2. For more than five decades, Nigeria has paid lip service to diversifying the economy, from sole dependence on oil. The latest result shows that economic growth has continued to be driven by the non-oil sector, which grew by 2.70% in Q4 2018, up from 2.32% in Q3 2018. It represents the strongest growth in the sector since Q4 2015.
3. The non-oil GDP growth was driven by Quarrying and Other Minerals, followed by Telecommunications, Agriculture, Manufacturing, and Construction. That is diversification in progress, real time, no matter what the naysayers may say.
4. While the non-oil sector actually drove GDP growth, the oil sector contracted with crude oil and gas GDP reducing by -1.62%. This shows that with good governance, focus, prudence and accountability, the life of the country need not depend on oil ad infinitum.
5. The NBS report further shows that Services GDP growth recorded its best performance in 11 quarters, growing by 2.90% compared to 2.64% in Q3 2018 and 0.10% in Q4 2017. Overall, while growth in the economy was moderated by the contraction in the oil sector, 39 out of 46 economic activities recorded positive growth in the quarter under review.

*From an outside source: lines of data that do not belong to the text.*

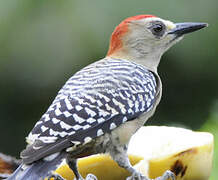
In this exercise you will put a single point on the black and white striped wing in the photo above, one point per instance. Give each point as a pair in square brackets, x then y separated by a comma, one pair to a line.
[93, 102]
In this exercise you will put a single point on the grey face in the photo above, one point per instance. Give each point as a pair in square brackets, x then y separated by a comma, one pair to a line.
[157, 28]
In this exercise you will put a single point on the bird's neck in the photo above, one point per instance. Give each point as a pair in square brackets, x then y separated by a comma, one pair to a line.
[151, 62]
[139, 51]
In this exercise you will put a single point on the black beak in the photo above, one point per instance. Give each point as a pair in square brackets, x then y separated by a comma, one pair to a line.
[184, 28]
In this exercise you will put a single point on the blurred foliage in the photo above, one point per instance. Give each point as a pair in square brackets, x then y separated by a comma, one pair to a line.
[42, 43]
[211, 125]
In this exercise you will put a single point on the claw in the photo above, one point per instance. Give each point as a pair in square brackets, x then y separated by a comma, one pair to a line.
[55, 177]
[91, 177]
[168, 174]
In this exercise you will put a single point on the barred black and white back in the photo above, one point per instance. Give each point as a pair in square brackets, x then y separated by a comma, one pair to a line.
[96, 100]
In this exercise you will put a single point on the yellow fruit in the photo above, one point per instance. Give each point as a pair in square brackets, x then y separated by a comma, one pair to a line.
[152, 151]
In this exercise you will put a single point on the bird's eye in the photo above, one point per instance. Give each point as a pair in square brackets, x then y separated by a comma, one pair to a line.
[157, 28]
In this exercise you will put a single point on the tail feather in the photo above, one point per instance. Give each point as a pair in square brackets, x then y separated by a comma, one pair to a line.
[39, 169]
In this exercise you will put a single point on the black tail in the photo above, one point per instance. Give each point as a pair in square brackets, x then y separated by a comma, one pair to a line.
[39, 169]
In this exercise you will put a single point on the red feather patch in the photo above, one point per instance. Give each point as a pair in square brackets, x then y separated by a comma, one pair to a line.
[120, 30]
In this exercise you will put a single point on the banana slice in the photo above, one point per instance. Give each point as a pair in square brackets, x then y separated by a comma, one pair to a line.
[152, 151]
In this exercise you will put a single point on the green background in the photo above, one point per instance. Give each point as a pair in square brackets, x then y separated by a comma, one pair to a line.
[43, 42]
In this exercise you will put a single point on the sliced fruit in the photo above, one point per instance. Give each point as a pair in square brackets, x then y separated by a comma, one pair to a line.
[152, 151]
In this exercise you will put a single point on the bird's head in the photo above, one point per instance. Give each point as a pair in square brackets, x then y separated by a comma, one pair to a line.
[144, 38]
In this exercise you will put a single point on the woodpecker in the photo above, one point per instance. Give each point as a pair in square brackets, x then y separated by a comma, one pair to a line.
[101, 106]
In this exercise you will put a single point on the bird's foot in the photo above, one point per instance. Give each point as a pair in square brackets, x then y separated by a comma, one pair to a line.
[137, 176]
[55, 176]
[91, 177]
[167, 175]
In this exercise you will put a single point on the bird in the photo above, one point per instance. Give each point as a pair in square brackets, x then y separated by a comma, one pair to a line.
[101, 106]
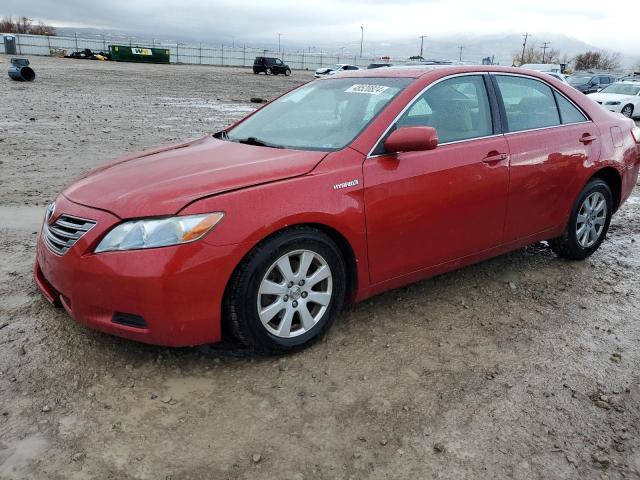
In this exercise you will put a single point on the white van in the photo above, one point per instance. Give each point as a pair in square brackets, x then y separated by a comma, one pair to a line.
[542, 67]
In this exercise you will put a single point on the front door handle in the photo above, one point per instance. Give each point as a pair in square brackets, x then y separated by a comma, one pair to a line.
[494, 157]
[587, 138]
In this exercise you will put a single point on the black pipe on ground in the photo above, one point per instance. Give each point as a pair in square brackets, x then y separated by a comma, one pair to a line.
[21, 71]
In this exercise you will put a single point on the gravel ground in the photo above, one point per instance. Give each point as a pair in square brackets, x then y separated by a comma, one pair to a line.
[524, 366]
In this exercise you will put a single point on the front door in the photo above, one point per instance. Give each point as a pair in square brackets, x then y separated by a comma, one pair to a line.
[426, 208]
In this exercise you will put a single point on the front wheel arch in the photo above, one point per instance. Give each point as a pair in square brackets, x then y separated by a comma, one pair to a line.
[336, 236]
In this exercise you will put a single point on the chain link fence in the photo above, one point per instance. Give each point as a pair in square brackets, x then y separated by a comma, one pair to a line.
[185, 53]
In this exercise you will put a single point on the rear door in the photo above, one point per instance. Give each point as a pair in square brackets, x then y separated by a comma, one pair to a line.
[550, 141]
[426, 208]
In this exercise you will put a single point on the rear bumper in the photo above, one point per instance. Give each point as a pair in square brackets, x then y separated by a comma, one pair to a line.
[177, 290]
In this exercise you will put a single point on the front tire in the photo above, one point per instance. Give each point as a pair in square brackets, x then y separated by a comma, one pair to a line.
[287, 292]
[588, 223]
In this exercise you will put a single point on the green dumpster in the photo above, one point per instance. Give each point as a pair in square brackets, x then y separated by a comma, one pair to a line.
[125, 53]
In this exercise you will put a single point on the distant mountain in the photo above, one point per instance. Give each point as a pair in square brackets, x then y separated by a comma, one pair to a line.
[501, 47]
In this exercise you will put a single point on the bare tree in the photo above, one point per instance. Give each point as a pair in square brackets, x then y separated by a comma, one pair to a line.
[25, 25]
[593, 60]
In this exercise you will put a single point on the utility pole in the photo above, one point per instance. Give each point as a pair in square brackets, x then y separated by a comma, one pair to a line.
[544, 47]
[422, 37]
[524, 46]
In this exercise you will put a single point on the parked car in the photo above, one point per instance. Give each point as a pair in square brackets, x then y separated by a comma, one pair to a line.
[378, 65]
[590, 82]
[270, 65]
[333, 69]
[620, 97]
[543, 67]
[339, 190]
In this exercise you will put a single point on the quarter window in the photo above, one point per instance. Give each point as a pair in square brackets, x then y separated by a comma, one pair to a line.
[568, 112]
[458, 108]
[528, 103]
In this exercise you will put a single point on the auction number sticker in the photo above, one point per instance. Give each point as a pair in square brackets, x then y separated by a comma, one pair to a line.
[368, 89]
[141, 51]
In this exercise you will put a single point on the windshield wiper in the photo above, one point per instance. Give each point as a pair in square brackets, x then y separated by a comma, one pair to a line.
[258, 142]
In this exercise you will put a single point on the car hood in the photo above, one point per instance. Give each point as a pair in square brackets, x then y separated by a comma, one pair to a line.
[611, 97]
[164, 180]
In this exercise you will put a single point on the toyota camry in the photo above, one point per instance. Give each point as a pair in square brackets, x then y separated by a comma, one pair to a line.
[341, 189]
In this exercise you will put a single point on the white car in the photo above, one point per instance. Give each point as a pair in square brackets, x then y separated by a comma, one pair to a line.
[543, 67]
[620, 97]
[333, 69]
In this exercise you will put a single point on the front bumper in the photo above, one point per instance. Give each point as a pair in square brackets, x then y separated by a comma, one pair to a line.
[177, 290]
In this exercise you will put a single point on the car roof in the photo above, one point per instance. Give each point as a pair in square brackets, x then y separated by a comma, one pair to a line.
[417, 71]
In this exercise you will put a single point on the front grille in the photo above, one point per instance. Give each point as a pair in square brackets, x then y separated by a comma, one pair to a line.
[65, 232]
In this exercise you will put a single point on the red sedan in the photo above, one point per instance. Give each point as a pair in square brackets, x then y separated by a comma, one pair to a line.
[340, 189]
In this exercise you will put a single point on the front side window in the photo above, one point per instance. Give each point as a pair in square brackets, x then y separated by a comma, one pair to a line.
[322, 115]
[528, 103]
[458, 108]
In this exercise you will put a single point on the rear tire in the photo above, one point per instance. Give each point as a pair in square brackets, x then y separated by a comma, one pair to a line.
[588, 223]
[272, 311]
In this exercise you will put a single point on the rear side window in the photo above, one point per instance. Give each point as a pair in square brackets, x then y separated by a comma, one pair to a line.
[458, 108]
[568, 112]
[528, 103]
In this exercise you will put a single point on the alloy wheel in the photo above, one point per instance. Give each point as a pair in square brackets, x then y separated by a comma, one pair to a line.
[294, 293]
[591, 219]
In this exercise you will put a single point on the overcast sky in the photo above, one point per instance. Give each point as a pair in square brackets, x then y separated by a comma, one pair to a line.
[329, 21]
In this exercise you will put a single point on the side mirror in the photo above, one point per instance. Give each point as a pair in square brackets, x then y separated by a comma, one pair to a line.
[411, 139]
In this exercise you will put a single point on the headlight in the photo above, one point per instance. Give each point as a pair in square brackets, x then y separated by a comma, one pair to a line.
[158, 232]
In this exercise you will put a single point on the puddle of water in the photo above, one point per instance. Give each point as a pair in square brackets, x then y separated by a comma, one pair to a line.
[21, 217]
[204, 103]
[16, 459]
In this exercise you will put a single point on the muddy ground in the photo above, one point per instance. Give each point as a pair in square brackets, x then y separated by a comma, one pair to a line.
[524, 366]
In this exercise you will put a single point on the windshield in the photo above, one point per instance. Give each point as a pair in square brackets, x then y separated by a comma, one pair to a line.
[579, 79]
[322, 115]
[622, 89]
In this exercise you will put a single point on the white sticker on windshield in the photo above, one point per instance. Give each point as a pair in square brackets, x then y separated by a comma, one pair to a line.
[369, 89]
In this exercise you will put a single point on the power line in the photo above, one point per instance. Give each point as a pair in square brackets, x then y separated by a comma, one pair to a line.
[422, 37]
[544, 47]
[524, 46]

6. The improved GDP growth can be attributed to Government’s continuous implementation of the policy initiatives in the Economic Recovery and Growth Plan (ERGP), which has boosted the performance of the non-oil sector.
7. The growth in Q4 2018 GDP is consistent with the improvements in other macroeconomic indicators, including inflation, capital inflows, foreign trade, external reserves, amongst others.

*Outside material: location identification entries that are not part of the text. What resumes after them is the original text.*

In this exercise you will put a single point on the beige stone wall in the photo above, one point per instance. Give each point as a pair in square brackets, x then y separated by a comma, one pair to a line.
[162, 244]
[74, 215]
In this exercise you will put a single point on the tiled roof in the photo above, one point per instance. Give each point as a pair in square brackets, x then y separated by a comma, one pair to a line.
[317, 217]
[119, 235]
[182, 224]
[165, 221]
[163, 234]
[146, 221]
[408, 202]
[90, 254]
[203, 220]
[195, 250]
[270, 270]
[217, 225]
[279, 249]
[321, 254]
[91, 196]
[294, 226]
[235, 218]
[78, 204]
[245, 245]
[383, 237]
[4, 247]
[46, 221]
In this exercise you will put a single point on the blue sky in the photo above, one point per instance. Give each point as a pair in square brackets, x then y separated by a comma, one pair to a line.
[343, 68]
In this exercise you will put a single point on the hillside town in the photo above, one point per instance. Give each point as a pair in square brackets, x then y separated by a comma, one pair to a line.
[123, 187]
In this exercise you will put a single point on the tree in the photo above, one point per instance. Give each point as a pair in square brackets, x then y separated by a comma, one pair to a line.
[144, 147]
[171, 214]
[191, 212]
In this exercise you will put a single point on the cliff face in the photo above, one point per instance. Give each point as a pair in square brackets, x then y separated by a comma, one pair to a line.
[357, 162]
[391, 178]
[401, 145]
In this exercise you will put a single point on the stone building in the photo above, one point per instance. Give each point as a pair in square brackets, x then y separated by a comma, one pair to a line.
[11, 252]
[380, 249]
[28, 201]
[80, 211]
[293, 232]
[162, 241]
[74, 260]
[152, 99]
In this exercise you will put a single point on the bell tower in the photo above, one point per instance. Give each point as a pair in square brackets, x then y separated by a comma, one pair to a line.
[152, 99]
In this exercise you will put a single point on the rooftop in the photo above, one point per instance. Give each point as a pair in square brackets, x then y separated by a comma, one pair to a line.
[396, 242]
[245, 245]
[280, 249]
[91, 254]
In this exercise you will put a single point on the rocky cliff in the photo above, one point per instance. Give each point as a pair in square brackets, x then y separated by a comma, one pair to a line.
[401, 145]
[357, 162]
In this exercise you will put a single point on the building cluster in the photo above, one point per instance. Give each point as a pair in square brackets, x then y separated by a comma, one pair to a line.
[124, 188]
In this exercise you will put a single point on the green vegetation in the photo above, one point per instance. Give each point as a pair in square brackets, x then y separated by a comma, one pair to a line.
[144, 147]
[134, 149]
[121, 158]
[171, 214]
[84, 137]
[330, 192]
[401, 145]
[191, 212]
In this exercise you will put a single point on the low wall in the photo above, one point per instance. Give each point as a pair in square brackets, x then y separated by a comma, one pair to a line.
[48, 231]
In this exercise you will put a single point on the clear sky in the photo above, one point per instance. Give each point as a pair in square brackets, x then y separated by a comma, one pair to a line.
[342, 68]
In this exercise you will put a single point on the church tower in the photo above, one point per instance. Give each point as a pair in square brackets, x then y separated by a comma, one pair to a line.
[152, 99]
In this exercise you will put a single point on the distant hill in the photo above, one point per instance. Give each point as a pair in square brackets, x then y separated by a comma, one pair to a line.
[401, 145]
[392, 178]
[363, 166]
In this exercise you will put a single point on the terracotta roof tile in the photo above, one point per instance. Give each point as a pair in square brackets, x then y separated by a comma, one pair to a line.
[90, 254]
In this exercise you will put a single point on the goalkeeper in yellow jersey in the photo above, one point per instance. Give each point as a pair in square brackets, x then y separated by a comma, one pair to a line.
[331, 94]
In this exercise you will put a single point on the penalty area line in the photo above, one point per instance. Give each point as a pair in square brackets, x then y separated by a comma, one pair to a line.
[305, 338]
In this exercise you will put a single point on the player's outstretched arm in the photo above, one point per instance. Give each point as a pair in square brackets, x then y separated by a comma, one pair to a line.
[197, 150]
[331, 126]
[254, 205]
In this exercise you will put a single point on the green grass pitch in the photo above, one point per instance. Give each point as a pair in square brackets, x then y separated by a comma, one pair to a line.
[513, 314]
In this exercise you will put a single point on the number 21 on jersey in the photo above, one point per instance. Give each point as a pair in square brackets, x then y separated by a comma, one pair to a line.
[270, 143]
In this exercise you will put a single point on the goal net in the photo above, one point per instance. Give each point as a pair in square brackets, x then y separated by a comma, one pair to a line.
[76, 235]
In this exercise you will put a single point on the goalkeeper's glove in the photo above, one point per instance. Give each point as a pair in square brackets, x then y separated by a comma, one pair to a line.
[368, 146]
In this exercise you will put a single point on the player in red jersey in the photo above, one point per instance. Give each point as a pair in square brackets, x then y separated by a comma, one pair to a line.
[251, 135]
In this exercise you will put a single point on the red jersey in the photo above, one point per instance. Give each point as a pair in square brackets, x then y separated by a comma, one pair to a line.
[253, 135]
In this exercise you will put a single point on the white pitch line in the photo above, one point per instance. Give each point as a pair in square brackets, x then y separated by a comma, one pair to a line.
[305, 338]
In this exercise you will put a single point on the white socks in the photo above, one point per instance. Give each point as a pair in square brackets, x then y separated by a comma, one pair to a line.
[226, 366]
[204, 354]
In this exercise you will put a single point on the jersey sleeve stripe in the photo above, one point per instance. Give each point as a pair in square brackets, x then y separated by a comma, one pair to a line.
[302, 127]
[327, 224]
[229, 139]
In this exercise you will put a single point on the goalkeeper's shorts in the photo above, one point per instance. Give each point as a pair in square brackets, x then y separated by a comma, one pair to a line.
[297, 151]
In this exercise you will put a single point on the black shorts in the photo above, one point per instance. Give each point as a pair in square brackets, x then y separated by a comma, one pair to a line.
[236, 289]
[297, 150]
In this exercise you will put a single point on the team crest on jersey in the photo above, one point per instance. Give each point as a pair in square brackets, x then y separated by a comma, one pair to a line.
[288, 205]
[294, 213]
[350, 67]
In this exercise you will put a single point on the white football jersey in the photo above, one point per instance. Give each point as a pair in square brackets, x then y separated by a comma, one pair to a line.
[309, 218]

8. Headline inflation has been trending downwards from 18.55% as at December 2016 to 15.37% in December 2017 and further to 11.44% in December 2018.
9. The total value of capital importation into Nigeria stood at $2,140 million in the fourth quarter of 2018. This translates to a full year capital inflow of $16,812 million compared to $12,228 million in 2017.
10. Although the economy is now growing, more still must be done to deepen its diversification and make it less vulnerable to external shocks. That is an unflinching commitment of the Muhammadu Buhari administration.
The statement added that “Those who do not see any good in something not initiated by them toil endlessly to hoodwink Nigerians into believing that nothing good is happening on the economic front. But facts are stubborn things. The more they try to deny the facts, the more they rudely stare at them in the face.”